オトコはつらいよ!? ~CNS 坂コーの独り言~

急性・重症患者看護専門看護師である坂コーの手探りなブログです。

このブログについて

はじめまして。 都内某大学病院ICUで働く専門看護師の坂コーです♪ 心にうつりゆく医療や看護に関する事をそこはかとなく書いていくブログです。 2019年4月からこちらにお引越し↓↓↓↓↓↓

JSEPTICセミナー<PICS: 集中治療後症候群>

2018-09-09 23:34:56 | 倫理
先週末はJSEPTICのPICSセミナーにICUの同僚2名と参加して来ました。


PICSは2010年のSCCM (Society of Critical Care Medicine)における集中治療と、退室後のケアに関わる専門家による会議で命名されました。
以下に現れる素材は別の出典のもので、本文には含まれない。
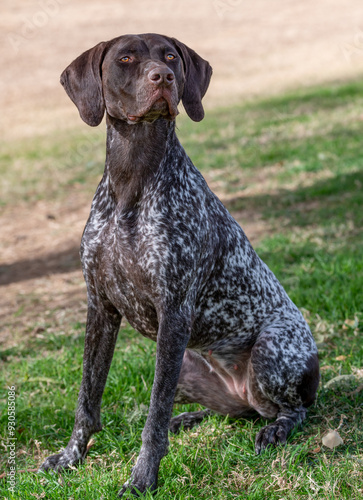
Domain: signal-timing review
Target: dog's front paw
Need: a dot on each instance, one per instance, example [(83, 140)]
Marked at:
[(132, 488), (63, 460), (271, 435), (144, 477)]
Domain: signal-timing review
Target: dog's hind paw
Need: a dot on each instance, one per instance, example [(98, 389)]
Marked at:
[(271, 435), (60, 461)]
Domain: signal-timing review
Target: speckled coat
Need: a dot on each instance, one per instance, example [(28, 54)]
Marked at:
[(160, 249)]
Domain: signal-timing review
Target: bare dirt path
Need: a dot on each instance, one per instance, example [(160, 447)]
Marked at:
[(255, 47)]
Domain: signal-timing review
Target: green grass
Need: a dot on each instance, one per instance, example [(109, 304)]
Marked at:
[(300, 156)]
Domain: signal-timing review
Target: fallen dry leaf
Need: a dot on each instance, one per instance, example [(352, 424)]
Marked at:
[(332, 439)]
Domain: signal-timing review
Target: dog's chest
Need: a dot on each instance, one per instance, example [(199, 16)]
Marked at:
[(123, 257)]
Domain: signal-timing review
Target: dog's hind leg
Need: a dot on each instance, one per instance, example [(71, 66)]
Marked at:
[(101, 334), (199, 383), (285, 365)]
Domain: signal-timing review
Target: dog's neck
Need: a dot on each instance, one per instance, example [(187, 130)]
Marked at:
[(134, 154)]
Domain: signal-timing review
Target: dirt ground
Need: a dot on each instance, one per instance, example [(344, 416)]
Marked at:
[(256, 47)]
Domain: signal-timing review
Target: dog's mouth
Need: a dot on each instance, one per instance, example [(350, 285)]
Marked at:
[(161, 106)]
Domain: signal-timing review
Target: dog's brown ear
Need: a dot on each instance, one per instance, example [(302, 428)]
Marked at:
[(198, 73), (82, 82)]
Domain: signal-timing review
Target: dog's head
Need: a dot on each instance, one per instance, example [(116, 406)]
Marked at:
[(137, 78)]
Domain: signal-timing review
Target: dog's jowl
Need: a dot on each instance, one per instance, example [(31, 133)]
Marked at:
[(160, 249)]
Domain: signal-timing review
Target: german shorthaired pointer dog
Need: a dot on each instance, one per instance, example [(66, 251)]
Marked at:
[(160, 249)]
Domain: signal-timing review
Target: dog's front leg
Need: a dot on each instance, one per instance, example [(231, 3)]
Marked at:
[(101, 333), (173, 335)]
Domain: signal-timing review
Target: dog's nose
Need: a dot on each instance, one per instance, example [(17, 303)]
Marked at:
[(161, 76)]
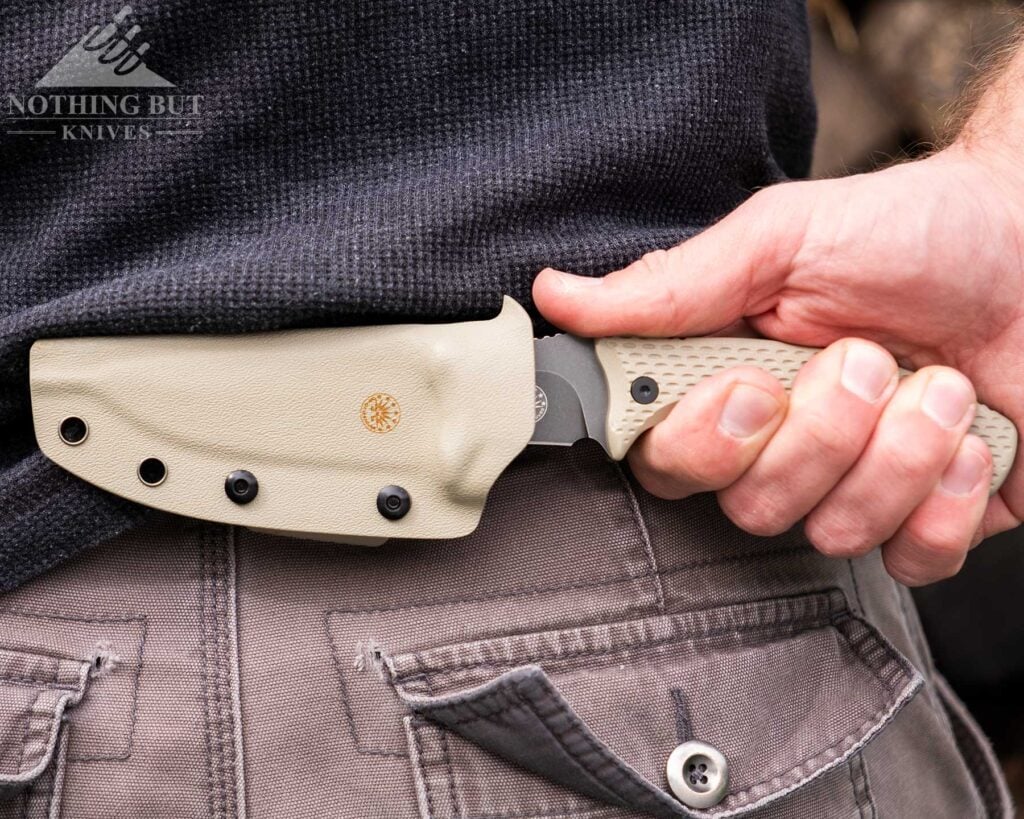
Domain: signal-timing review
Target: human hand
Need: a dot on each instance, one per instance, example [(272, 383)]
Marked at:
[(923, 259)]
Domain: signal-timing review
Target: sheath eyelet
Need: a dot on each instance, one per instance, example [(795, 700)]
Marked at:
[(242, 486), (73, 430), (152, 472)]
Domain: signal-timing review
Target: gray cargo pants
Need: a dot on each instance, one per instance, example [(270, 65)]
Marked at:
[(545, 666)]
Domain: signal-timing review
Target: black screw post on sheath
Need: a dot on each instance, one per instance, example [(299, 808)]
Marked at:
[(242, 486), (393, 503)]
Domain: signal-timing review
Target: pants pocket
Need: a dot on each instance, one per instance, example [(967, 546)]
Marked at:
[(583, 722)]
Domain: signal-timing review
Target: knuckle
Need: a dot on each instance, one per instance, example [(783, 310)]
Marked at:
[(911, 464), (708, 474), (839, 537), (761, 515), (936, 545), (829, 439), (656, 263)]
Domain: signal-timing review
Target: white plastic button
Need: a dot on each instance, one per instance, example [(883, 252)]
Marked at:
[(698, 774)]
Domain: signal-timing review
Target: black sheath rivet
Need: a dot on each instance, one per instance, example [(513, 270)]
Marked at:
[(393, 503), (644, 390), (73, 431), (153, 472), (242, 486)]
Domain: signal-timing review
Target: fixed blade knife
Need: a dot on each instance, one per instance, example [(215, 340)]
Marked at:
[(366, 433)]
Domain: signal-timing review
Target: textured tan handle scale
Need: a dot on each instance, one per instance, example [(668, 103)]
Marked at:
[(678, 364)]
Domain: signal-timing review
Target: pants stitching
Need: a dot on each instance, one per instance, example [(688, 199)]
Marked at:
[(648, 547)]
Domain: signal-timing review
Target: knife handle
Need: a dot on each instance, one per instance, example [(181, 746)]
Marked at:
[(678, 364)]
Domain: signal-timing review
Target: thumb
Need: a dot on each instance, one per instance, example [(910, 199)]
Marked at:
[(732, 269)]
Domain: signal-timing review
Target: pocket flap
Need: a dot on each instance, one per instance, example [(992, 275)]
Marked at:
[(784, 689), (35, 692)]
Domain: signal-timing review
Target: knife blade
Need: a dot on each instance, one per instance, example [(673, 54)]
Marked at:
[(613, 389)]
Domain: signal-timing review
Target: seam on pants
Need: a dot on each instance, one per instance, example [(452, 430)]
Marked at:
[(648, 547), (857, 769), (217, 698), (235, 670)]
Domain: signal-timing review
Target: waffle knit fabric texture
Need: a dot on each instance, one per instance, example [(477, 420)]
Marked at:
[(357, 163)]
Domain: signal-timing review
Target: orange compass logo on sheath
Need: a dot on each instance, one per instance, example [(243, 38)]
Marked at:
[(380, 413)]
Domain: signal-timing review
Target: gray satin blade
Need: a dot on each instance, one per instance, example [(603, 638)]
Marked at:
[(571, 395)]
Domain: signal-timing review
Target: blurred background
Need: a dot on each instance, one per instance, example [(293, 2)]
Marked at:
[(888, 75)]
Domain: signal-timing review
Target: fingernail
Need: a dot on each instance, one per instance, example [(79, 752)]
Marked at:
[(968, 469), (946, 400), (866, 372), (748, 410)]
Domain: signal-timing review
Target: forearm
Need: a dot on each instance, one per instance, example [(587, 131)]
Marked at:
[(990, 120)]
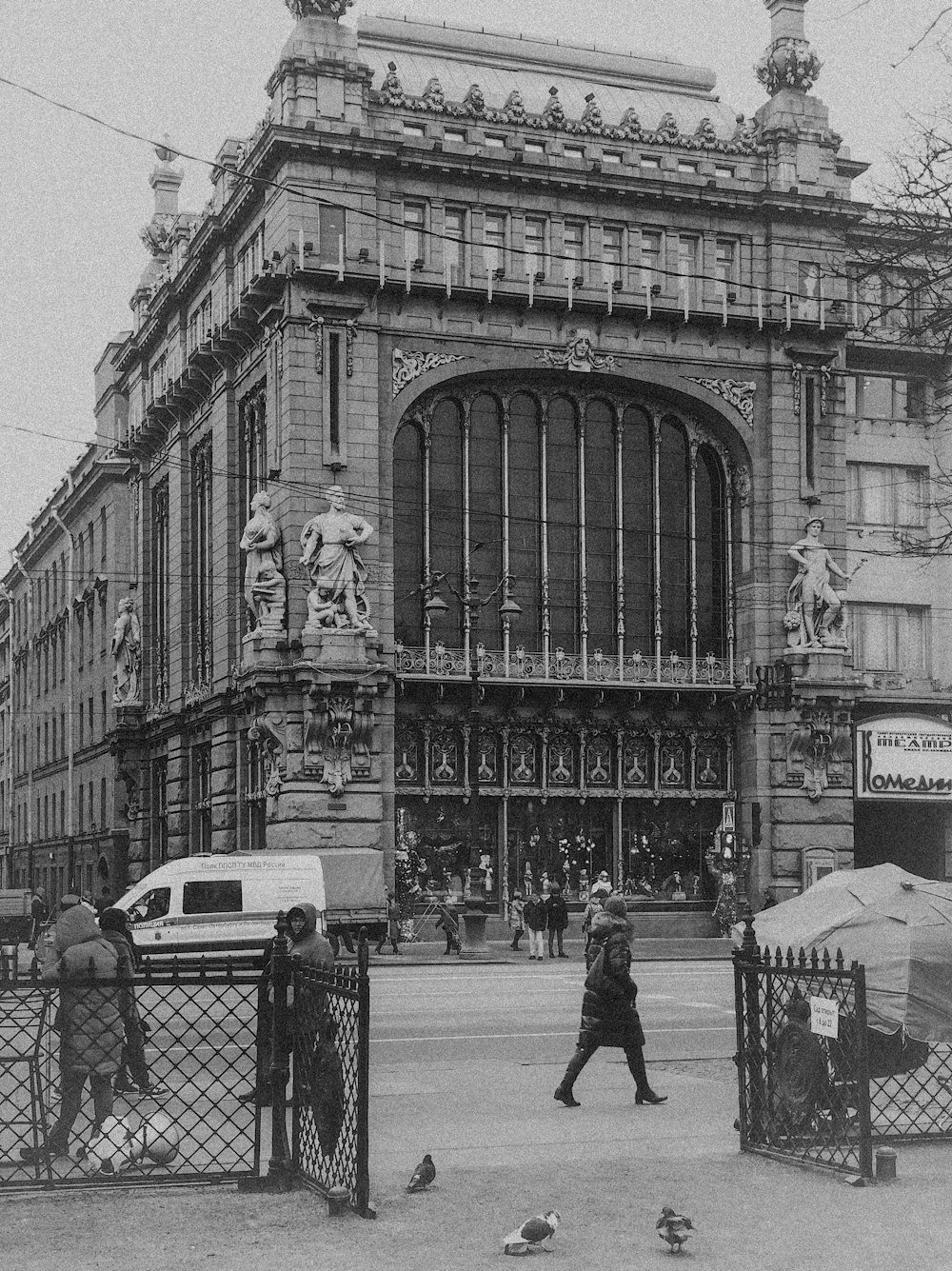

重症疾患後の患者に退院後も持続する、身体機能、認知機能、メンタルヘルスにおける新規または悪化した障害と定義されています。



医療の進歩とともに28日生存率や90日生存率が向上してきてよかったんです。
でも、1年後、3年後の生存率はどーだろう?
QOLはどーだろう?
ということに、あまり注目されてこなかったんですね。
それで、長期にを追って調べてみると、全然HAPPYになっていない現状が見えて来ました。

そこでPICSという概念が登場したわけですね。

今回の参加者は6割が看護師だったようです。
それだけ、PICSに対する看護師の関心が高いわけですね。
そりゃ、命がけで生還した患者さんの先に待ってるものがHAPPYじゃないのは辛いですもんね。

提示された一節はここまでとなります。